Ah, Botox. That magical, youth-preserving neurotoxin once gatekept by celebrities has become an abundantly flowing substance, trickling down from Hollywood to suburbia. Where it was once administered discreetly in swanky Sunset Boulevard clinics, now you can pass three injection sites on your way to Target. (And while I support women’s right to choose cosmetic enhancements, I do not support getting injected at the local mall.)

The Botox Boom

Botox has changed the game for regular women. Well, women who can afford up to $600 per session every three to four months. Still, it’s become far more common, affordable, and normalized among the nepotism-less class. It’s no bargain, but in industries that prize youth and vanity? It’s liquid gold with compounding returns. Injectors know this and do everything they can to make it more accessible, offering financing plans, membership discounts, and pricing bundles that charge by area instead of by the unit.

With this ubiquity came destigmatization. Twenty years ago, if your neighbor Fran were getting cosmetic enhancements, it would’ve raised eyebrows. I mean, what’s her deal? Is she an aspiring movie star? But today, no one’s eyebrows are raising at all, thanks to the widespread adoption of Botox. Most women with a social media presence or tie to the beauty industry are getting work done. People discuss it openly, honestly, and free of shame. The perception has shifted from an indulgence only fussy, affluent women are concerned with to a minimally invasive staple in the average woman’s beauty regimen.

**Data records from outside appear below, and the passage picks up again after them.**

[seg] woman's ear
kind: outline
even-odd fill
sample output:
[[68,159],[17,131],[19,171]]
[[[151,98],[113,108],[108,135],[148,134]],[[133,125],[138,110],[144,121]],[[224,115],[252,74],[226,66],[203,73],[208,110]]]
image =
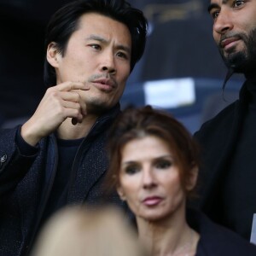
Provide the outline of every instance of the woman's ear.
[[48,62],[53,67],[59,67],[60,55],[61,55],[61,54],[56,48],[56,43],[51,42],[50,44],[49,44],[48,47],[47,47],[46,58],[47,58]]
[[122,201],[126,201],[126,196],[124,192],[124,189],[120,186],[117,187],[117,192]]
[[187,181],[186,181],[186,189],[188,191],[192,190],[197,182],[197,177],[198,177],[198,166],[194,166],[189,172],[189,175],[188,176]]

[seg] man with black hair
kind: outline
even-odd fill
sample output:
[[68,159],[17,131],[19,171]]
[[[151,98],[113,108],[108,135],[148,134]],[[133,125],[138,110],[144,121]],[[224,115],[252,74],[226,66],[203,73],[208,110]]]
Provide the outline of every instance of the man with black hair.
[[256,1],[211,0],[213,38],[229,68],[246,81],[237,101],[202,125],[199,207],[250,240],[256,213]]
[[[23,125],[0,132],[1,255],[26,255],[60,208],[103,201],[105,141],[147,32],[143,13],[125,0],[72,2],[52,16],[49,88]],[[125,207],[114,195],[106,201]]]

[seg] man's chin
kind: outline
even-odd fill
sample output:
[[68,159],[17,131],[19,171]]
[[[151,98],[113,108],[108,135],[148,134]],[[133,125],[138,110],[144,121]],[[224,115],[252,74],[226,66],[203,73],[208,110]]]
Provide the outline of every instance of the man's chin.
[[244,73],[247,60],[243,52],[230,54],[223,58],[228,68],[232,68],[235,73]]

A "Minimally Invasive" Illusion

And as far as cosmetic enhancements go, Botox is by far the most banal. Its aesthetic properties are preventative and preservative, meaning they don’t really alter appearances, but keep you looking fresh over time. Administered young, it prevents the formation of wrinkles, specifically, dynamic wrinkles—the kind that form from repeated facial movements.

Administered once wrinkles have formed, it smoothes fine lines and creases to gently turn back the clock without anything jarringly transformative. It’s also temporary, so though it paralyzes your facial muscles where it’s administered by blocking nerve signals to the muscles, the effects wear off over months. Maintaining the same effect requires continuous upkeep through regular re-injection.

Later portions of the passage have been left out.